KI-Maßnahmen sollten zu Beginn nicht unter harten Erfolgsdruck gestellt werden. Die Einführung ist explorativ, Scheitern gehört dazu und ist kein Versagen, sondern Teil des Lernprozesses.(Bild:  frei lizenziert / Pexels)
KI-Maßnahmen sollten zu Beginn nicht unter harten Erfolgsdruck gestellt werden. Die Einführung ist explorativ, Scheitern gehört dazu und ist kein Versagen, sondern Teil des Lernprozesses.
(Bild: frei lizenziert / Pexels)

Die Ursachen für den Druck sind vielschichtig: steigende CPMs in Paid Social, zunehmender Wettbewerb in der Suche, schwindende organische Reichweite durch KI-generierte Suchergebnisse, fragmentierte Customer Journeys und verschärfte Datenschutz- sowie Consent-Anforderungen. Wer reflexartig kürzt, trifft häufig genau jene Bereiche, deren Effekte zeitverzögert auftreten: Upper-Funnel-Maßnahmen, Datenqualitätsprojekte, kanalübergreifende Optimierung. Das Ergebnis zeigt sich erst Monate später: steigende Customer Acquisition Cost, einbrechende Neukundenzahlen.
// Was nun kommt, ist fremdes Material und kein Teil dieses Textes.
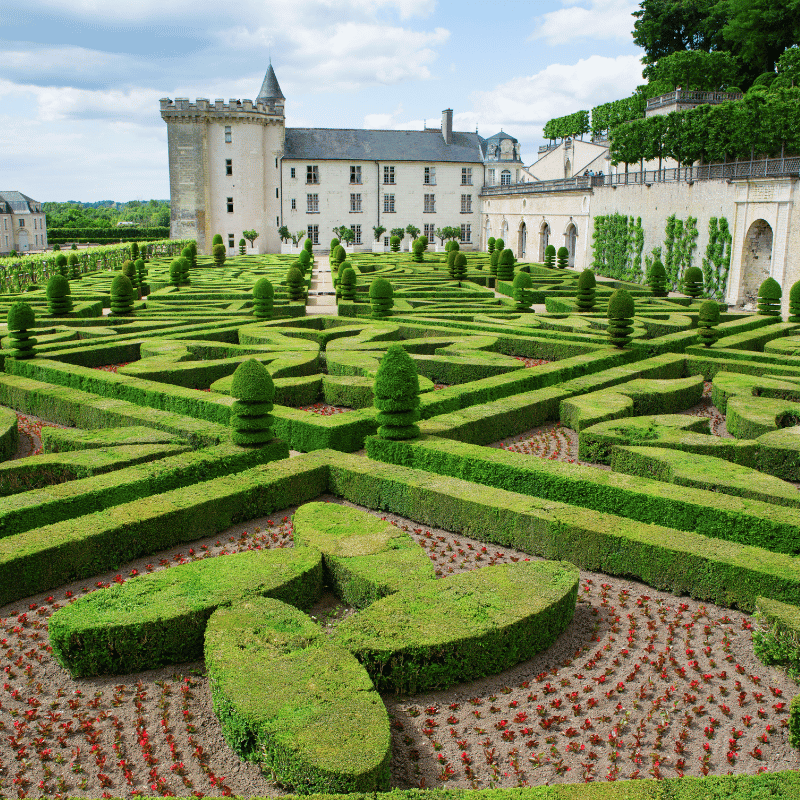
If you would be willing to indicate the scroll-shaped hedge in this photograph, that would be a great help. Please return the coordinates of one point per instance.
(462, 627)
(365, 557)
(160, 619)
(290, 698)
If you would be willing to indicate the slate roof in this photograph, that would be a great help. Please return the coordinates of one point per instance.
(343, 144)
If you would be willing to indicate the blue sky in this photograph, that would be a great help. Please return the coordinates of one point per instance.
(80, 80)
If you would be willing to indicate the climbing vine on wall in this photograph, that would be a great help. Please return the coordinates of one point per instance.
(717, 261)
(617, 246)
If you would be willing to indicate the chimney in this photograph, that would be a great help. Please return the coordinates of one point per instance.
(447, 125)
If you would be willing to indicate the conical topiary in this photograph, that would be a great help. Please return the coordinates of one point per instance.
(263, 299)
(522, 291)
(381, 298)
(396, 391)
(769, 298)
(122, 296)
(621, 310)
(505, 266)
(794, 303)
(707, 321)
(657, 279)
(693, 282)
(585, 296)
(59, 302)
(254, 392)
(21, 320)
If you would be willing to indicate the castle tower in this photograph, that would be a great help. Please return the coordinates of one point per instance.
(224, 171)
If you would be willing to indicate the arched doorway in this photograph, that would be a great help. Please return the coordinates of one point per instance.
(571, 242)
(756, 261)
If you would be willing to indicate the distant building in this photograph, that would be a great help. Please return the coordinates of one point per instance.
(22, 224)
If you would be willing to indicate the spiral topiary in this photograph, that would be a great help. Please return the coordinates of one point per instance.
(621, 310)
(693, 282)
(522, 291)
(381, 298)
(254, 392)
(505, 266)
(769, 298)
(396, 391)
(263, 299)
(59, 302)
(707, 321)
(20, 321)
(585, 296)
(657, 279)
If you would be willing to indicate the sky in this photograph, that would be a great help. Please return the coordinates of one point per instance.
(80, 80)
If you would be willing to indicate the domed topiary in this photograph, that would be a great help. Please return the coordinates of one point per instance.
(522, 293)
(769, 298)
(294, 282)
(396, 391)
(263, 299)
(59, 302)
(122, 295)
(381, 298)
(505, 266)
(585, 296)
(707, 321)
(621, 310)
(657, 279)
(21, 320)
(254, 392)
(693, 282)
(219, 254)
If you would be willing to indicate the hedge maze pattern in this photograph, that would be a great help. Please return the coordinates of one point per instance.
(664, 467)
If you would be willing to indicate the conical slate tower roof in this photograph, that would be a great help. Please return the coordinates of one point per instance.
(270, 90)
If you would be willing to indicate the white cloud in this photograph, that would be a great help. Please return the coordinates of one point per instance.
(602, 19)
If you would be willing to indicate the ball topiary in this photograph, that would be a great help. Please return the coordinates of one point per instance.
(769, 298)
(693, 282)
(585, 296)
(59, 302)
(381, 298)
(621, 310)
(21, 320)
(254, 392)
(707, 321)
(522, 291)
(396, 391)
(657, 279)
(263, 299)
(505, 266)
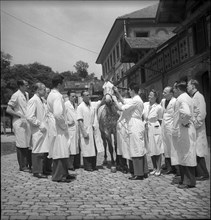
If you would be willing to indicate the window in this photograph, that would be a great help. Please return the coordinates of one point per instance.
(142, 34)
(117, 51)
(114, 56)
(199, 36)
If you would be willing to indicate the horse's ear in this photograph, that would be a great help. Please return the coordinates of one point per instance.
(102, 78)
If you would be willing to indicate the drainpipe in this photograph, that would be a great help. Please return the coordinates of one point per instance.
(125, 29)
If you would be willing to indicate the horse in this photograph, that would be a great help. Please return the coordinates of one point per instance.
(108, 117)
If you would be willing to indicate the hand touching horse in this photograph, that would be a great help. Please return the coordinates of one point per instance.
(108, 117)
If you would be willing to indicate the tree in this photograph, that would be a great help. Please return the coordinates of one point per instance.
(5, 60)
(81, 68)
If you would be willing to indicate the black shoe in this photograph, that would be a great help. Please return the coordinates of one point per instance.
(63, 180)
(183, 186)
(89, 170)
(168, 172)
(39, 175)
(73, 169)
(201, 178)
(136, 178)
(146, 175)
(47, 173)
(70, 177)
(25, 170)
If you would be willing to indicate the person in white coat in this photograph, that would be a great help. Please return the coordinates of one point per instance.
(184, 136)
(17, 106)
(199, 122)
(35, 115)
(59, 149)
(47, 161)
(167, 122)
(133, 108)
(153, 117)
(73, 129)
(89, 132)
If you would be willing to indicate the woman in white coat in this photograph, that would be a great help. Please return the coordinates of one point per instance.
(184, 135)
(35, 115)
(59, 149)
(135, 130)
(86, 116)
(199, 123)
(73, 130)
(153, 118)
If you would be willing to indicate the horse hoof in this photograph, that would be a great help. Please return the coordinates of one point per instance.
(113, 169)
(105, 162)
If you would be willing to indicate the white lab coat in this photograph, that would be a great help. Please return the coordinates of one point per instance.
(199, 123)
(21, 126)
(154, 135)
(167, 123)
(184, 138)
(89, 117)
(123, 146)
(58, 130)
(72, 122)
(134, 129)
(36, 116)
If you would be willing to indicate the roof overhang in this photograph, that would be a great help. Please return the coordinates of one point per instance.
(171, 11)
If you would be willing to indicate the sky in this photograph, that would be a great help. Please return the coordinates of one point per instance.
(60, 33)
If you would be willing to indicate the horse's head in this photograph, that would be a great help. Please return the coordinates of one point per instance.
(108, 99)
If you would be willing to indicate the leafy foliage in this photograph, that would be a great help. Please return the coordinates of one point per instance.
(33, 73)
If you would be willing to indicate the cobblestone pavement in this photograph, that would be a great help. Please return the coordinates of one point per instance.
(98, 195)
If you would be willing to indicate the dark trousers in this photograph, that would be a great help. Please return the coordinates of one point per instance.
(73, 161)
(77, 161)
(37, 162)
(30, 159)
(140, 165)
(131, 168)
(90, 162)
(188, 175)
(23, 157)
(201, 168)
(47, 167)
(121, 163)
(60, 169)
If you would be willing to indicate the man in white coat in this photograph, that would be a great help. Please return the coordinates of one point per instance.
(199, 122)
(184, 136)
(71, 112)
(35, 115)
(167, 122)
(133, 108)
(90, 140)
(59, 149)
(17, 108)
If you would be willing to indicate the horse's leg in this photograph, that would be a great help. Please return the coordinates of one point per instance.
(118, 162)
(105, 148)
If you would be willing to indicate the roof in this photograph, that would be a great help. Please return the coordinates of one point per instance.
(148, 12)
(118, 26)
(146, 42)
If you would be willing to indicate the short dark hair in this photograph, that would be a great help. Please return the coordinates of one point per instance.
(37, 86)
(56, 80)
(156, 94)
(20, 82)
(182, 85)
(170, 89)
(194, 82)
(69, 92)
(83, 91)
(134, 86)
Sinnvoller ist ein anderer Ansatz: Streuverluste durch präziseres Targeting reduzieren, operative Routinearbeit automatisieren und auf Profitabilität statt auf kurzfristige Conversions optimieren. Genau hier setzt KI an.

First-Party-Daten: Das Fundament, ohne das alles nichts ist

Wer KI im Marketing einsetzen will, braucht zunächst eine belastbare Datenbasis. Und diese besteht heute fast zwangsläufig aus First-Party-Daten. Mit der DSGVO und dem schrittweisen Ende von Third-Party-Cookies sind externe Datenquellen entweder unzuverlässig oder häufig nicht mehr nutzbar. Gleichzeitig sind First-Party-Daten exklusiv: Sie bilden echte Verhaltens- und Präferenzmuster der eigenen Kunden ab, nicht das, was Datenbroker hochrechnen. Wer sie systematisch aufbaut und nutzt, schafft einen Datenvorteil, den Wettbewerber nicht einfach einkaufen können.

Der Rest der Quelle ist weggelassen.